El temor extenso o intenso e
internalizado, genera visión en túnel o, en terminología psicológica, un
estrechamiento del campo de la percepción que hace al individuo incapaz de ver
o intentar algo nuevo.
El nivel de aspiraciones está
íntimamente relacionado con el concepto de sí mismo, de tal manera que un
adecuado concepto dará lugar a metas realistas, esto es, a logros probables de
alcanzar.  Sin embargo, una imagen de sí
mismo no realista (sobrevalorada-infravalorada), que se ha estructurado en
torno a las interpretaciones de las prescripciones expresadas por el medio
familiar o educativo, pueden crear en el niño o niña un nivel de aspiraciones
que lo conducirá siempre por el camino no deseado.  Fijación de metas demasiado elevadas o
demasiado bajas serán la causa de permanentes frustraciones.  Sentimientos crónicos de culpabilidad
favorecen la deformación perceptiva como medio de evitar el conflicto y tarde o
temprano conducen al cierre de las vías hacia la superación. 

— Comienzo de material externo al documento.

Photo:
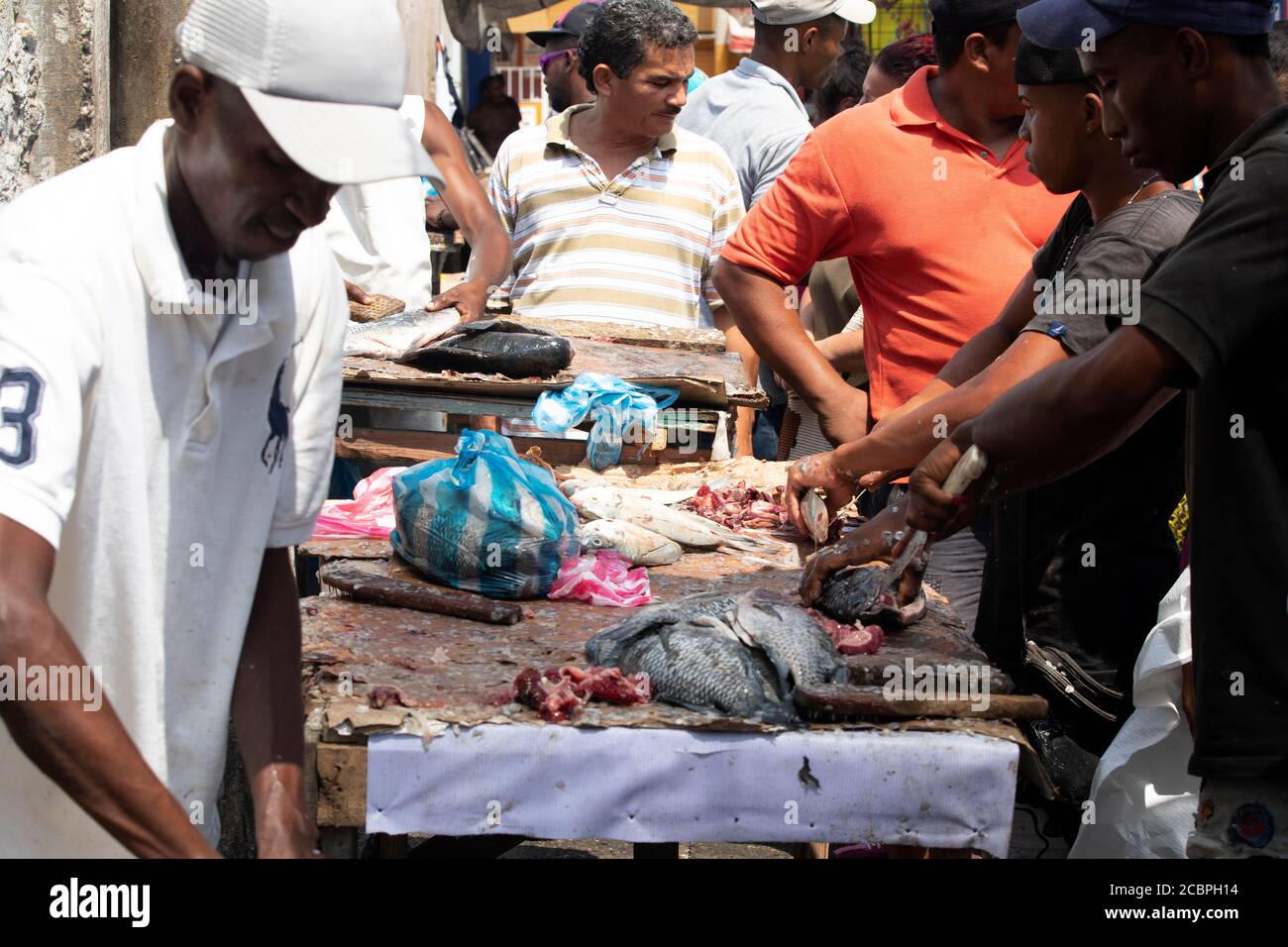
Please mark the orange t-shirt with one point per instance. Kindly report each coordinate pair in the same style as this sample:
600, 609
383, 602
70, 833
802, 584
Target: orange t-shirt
938, 231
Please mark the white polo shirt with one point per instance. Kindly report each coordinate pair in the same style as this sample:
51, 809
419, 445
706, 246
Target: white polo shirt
377, 231
160, 454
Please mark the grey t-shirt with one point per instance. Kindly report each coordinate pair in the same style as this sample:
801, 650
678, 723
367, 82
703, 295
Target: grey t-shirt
1085, 265
755, 115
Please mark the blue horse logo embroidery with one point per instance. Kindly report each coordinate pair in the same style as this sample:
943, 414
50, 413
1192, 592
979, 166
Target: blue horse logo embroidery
278, 425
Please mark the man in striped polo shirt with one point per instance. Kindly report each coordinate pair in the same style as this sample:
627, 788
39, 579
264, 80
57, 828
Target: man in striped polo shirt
616, 214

En nuestro proceso de crecimiento
integral, está implícito el ir hacia el perfeccionamiento, es decir, ser un
poco mejor de lo que realmente se es.  Es
evidente entonces que debe existir una discrepancia ligeramente positiva entre
el yo ideal y el yo real.  Existiría una
tendencia a sustentar un punto de vista positivo acerca de sí mismo.  Su dinámica de funcionamiento incluiría metas
por las cuales esforzarse.  Esta es la
persona que acepta el yo.  Típicamente,
es una persona cuya historia ha sido de convicción y seguridad, por lo que se
percibe a sí misma como amada y amable, y capaz de hacer lo que otros esperan
de ella y lo que ella espera de sí misma.